IRS Requirements for A Community Health Needs Assessment for Tax Exempt Hospitals

Robert Bowsher

Robert T. Bowsher

The Internal Revenue Service recently issued Notice 2011-52, which provides information and solicits further comment on the new community healthcare needs assessment (“CHNA”) required for tax exempt hospitals. CHNAs are required by §501(r) of the Internal Revenue Code (“Code”), which was enacted by the Affordable Care Act, and apply to hospitals exempt under §501(c)(3) of the Code. This new notice discusses guidelines and implementation of the CHNA and addresses taxpayers’ previous comments to IRS’s previous Notice 2010-39. The IRS anticipates that these guidelines will be incorporated into the regulations to be proposed under §501(r).
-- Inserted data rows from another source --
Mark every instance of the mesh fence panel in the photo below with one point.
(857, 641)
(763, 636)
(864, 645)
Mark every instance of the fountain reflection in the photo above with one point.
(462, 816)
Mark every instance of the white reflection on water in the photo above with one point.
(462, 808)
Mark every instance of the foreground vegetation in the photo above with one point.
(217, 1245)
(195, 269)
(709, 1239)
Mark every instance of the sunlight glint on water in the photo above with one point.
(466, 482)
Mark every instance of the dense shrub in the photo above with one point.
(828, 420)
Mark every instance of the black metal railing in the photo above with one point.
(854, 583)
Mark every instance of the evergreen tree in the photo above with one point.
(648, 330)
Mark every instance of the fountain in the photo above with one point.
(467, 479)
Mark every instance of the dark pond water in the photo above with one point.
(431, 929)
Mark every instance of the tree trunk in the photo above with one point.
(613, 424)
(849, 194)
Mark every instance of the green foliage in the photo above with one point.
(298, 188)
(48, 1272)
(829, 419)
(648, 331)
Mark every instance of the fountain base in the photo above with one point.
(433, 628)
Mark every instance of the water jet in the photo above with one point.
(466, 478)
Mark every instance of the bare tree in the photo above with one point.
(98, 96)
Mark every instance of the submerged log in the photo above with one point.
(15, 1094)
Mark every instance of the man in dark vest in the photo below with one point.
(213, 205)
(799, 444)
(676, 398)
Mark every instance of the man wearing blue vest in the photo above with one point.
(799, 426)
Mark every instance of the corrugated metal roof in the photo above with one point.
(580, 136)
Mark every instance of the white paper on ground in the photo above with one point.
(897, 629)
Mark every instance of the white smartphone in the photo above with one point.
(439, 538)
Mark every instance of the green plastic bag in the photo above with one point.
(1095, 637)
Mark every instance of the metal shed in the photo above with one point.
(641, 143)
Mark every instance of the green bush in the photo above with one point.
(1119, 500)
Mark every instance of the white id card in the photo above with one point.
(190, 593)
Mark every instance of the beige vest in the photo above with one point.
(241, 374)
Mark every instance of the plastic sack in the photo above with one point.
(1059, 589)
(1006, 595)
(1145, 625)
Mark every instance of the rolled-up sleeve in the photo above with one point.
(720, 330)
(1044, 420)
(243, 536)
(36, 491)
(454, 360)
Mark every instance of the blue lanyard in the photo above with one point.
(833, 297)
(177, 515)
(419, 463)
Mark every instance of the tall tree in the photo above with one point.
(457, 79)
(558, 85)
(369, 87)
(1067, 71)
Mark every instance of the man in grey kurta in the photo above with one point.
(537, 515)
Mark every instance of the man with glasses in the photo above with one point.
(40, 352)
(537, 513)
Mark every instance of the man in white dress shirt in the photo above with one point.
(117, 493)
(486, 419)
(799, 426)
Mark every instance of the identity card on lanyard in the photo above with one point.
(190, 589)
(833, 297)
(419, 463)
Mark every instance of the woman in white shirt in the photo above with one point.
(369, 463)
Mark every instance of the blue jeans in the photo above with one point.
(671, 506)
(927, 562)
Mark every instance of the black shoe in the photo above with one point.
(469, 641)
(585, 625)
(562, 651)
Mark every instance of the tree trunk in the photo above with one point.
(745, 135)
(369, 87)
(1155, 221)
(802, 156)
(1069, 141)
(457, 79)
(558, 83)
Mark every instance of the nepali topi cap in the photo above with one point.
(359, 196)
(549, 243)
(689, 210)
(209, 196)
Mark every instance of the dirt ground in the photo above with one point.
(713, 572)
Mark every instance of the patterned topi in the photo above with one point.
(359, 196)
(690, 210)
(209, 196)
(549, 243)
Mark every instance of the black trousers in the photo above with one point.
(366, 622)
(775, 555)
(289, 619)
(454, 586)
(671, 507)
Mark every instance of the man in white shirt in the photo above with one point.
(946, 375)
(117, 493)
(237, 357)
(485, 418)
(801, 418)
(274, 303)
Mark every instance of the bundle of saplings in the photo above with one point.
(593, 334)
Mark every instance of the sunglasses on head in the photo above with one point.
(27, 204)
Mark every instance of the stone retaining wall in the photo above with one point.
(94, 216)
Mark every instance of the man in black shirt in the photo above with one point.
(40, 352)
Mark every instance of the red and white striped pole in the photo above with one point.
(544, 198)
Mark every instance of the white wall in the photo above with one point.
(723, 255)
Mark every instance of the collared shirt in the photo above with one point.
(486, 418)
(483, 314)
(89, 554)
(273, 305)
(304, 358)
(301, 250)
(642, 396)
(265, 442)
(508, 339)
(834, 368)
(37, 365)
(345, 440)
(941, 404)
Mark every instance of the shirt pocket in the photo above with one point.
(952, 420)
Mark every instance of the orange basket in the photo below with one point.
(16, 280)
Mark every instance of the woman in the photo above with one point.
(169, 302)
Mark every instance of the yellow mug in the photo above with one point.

Section 501(r) provides that a hospital will not be exempt under §501(c)(3) unless it meets the CHNA requirements. A CHNA must be conducted every three (3) years and the hospital must have adopted an implementation strategy to remedy the needs set forth in the CHNA. Section 501(r)(3)(B) requires that a CHNA take into account input from persons who represent the broad interests of the community served by the hospital facility, including those with special knowledge of or expertise in public health. The CHNA is also required to be made widely available to the public. These requirements are effective for tax years beginning after March 23, 2012. Accordingly, for hospitals using a calendar year, these requirements become effective on January 1, 2013.

Notice 2011-52 sets forth tentative conclusions of the IRS in certain specific areas. This is a brief summary of the Notice and is not intended to be comprehensive. The actual Notice should be consulted for more detail.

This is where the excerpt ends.